Median real (CPIH-adjusted) hourly employee pay (2022 prices) by cohort in the UK, 1975-2020. Generational pay progress has stalled for those born after 1980. Graphic: Resolution Foundation
Median real (CPIH-adjusted) hourly employee pay (2022 prices) by cohort in the UK, 1975-2020. Generational pay progress has stalled for those born after 1980. Graphic: Resolution Foundation

14 November 2022 (Resolution Foundation) – Our fourth Intergenerational Audit – part of the ESRC-funded Connecting Generations partnership – provides an analysis of economic living standards across generations in Britain. In so doing, it analyses the latest data across four domains: 

  • Household incomes and costs; 
  • Jobs, skills and pay; 
  • Wealth and assets; and 
  • Housing costs and security. 

In each of these domains, we assess how different people of different ages and birth cohorts have fared at different stages of their lives. Although much of our Intergenerational Centre’s work focuses on changes and differences between generations over the longer term, this year’s Audit also zeros in on shorter-term changes: analysing how the cost of living crisis has to date and will continue to be experienced by different age groups. 

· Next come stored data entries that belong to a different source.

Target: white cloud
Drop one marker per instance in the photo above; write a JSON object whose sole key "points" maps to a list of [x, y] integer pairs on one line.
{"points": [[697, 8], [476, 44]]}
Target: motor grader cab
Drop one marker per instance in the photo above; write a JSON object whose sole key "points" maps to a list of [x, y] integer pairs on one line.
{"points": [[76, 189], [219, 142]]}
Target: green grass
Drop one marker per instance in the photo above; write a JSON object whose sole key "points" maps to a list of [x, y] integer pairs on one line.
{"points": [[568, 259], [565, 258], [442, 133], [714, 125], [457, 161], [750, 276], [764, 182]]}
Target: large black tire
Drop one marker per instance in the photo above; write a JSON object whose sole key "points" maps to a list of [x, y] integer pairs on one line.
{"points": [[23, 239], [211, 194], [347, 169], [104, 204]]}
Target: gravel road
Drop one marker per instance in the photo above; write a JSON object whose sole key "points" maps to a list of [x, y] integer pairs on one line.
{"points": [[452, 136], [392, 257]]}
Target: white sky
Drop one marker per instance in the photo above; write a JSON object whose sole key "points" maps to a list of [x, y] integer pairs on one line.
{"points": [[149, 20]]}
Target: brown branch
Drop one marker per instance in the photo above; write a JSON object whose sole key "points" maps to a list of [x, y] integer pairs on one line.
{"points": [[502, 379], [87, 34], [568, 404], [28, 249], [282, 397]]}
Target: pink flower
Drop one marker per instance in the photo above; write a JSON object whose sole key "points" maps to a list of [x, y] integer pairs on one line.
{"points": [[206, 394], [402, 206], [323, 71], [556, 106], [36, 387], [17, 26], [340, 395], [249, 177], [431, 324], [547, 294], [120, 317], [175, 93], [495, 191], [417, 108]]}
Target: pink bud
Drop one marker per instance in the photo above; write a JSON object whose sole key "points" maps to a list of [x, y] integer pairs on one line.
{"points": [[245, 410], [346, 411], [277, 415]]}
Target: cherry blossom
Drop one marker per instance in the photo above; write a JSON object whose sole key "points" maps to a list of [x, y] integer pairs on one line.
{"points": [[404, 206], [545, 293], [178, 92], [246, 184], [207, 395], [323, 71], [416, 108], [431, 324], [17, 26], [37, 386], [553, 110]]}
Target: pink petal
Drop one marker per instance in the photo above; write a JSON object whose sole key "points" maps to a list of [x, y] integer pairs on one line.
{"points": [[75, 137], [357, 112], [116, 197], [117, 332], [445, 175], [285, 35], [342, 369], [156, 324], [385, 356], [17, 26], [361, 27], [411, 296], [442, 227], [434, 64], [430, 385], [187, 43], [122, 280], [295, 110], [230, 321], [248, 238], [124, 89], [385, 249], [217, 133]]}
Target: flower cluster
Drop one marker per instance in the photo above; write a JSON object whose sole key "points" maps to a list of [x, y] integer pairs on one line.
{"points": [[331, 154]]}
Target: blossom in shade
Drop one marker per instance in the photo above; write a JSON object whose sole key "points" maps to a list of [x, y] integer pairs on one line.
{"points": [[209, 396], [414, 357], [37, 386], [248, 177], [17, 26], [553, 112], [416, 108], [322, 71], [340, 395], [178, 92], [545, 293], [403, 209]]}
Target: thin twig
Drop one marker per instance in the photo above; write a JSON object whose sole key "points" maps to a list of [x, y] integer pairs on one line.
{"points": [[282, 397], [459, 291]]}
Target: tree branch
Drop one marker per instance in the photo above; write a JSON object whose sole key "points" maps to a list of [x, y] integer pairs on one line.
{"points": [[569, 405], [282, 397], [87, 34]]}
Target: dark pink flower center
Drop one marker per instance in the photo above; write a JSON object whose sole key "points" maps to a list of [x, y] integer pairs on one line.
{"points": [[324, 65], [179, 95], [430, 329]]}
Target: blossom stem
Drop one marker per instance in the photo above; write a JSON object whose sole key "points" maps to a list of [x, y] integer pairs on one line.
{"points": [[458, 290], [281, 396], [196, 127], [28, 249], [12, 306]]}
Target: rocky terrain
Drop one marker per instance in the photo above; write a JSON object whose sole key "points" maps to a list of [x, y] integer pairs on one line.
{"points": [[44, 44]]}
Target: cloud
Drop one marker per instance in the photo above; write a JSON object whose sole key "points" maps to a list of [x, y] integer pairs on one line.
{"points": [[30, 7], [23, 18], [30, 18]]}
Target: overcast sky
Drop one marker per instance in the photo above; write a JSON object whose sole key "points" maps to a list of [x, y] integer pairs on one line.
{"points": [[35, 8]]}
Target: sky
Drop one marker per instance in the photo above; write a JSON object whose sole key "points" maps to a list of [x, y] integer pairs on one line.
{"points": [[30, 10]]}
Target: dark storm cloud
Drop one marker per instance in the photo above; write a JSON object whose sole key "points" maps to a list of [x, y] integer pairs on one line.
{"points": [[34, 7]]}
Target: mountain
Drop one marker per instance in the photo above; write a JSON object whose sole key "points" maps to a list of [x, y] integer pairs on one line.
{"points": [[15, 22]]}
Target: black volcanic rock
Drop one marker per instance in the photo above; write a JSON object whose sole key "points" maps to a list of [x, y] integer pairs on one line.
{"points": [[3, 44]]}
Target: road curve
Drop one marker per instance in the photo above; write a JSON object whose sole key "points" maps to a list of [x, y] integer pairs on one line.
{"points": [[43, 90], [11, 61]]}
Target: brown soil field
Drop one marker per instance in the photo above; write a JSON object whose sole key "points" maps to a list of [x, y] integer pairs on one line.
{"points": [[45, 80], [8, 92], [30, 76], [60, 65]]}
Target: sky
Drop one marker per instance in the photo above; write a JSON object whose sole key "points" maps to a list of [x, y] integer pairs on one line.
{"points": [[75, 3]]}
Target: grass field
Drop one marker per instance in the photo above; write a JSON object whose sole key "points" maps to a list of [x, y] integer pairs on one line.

Overall, we find that the cost-of-living crisis is likely to have profound, but varying, impacts across different age groups and generations.

Key findings

  • This year’s Audit finds that as older age groups are more likely to live in larger and less energy efficient homes, they are more exposed to rising prices of energy. They face the biggest hits to their disposable incomes, with those aged 75 and above expected to spend 3 percentage points more of their disposable income on energy bills this financial year, compared to pre-crisis levels.  
  • However, decades of low pay growth, higher housing costs and high and rising intergenerational wealth inequality, means the young entered this crisis with low levels of financial resilience. This means younger age groups are far less likely to have a ‘savings buffer’ to cover unexpected or higher costs – over two thirds of 20-29-year-olds had savings of less than one month’s income, compared to a fifth of 65-74-year-olds. 
  • The package of support measures announced will offset some of the rising costs for all age groups, but will leave those aged 65 and above £500 worse off than those aged 40-49, on average. However, those 65 and above will be least affected by other tax and benefit policy changes announced this parliament. 
  • High inflation has meant that the real value of take-home pay has been falling since May 2022, with the youngest employees experiencing the largest falls in real wages: in the year to August 2022 annual real earnings fell by 2.6 per cent for employees aged 18-24, compared to 1.4 per cent for employees aged 25-34, 2.1 per cent for employees aged 35-49 and 2.4 per cent for employees aged 50-64. 
  • Inflation has also eroded the spending power of existing wealth. Those 65 and above are expected to see the real value of their wealth fall by £24,000, between January 2020 and January 2024, after also accounting for the expected passive changes to wealth over this period. However, for younger age groups (under 40-year-olds) the passive gains, primarily from rising house prices in recent years, have outweighed the fall in the real value due to inflation. 
  • The middle-aged are most likely to be hit by higher mortgage payments, but those young homeowners that have managed to get on the housing ladder face the biggest risks from higher interest rates. Households headed by a 25-34-year-old face paying an additional 8 per cent of their incomes on their mortgages on average by the end of 2026. A fall in house prices is more likely to result in young homeowners going into negative equity or high-risk loan to value ratios (of greater than 90 per cent). 
  • The large share of young households that are prospective first-time buyers though could be set to gain. The combination of higher interest rates on savings and lower house prices could reduce the amount of years required to save enough for a deposit and a sustained house price fall will reduce the real lifetime cost for first-time buyers, which by 2024 could fall to its lowest level since 2017.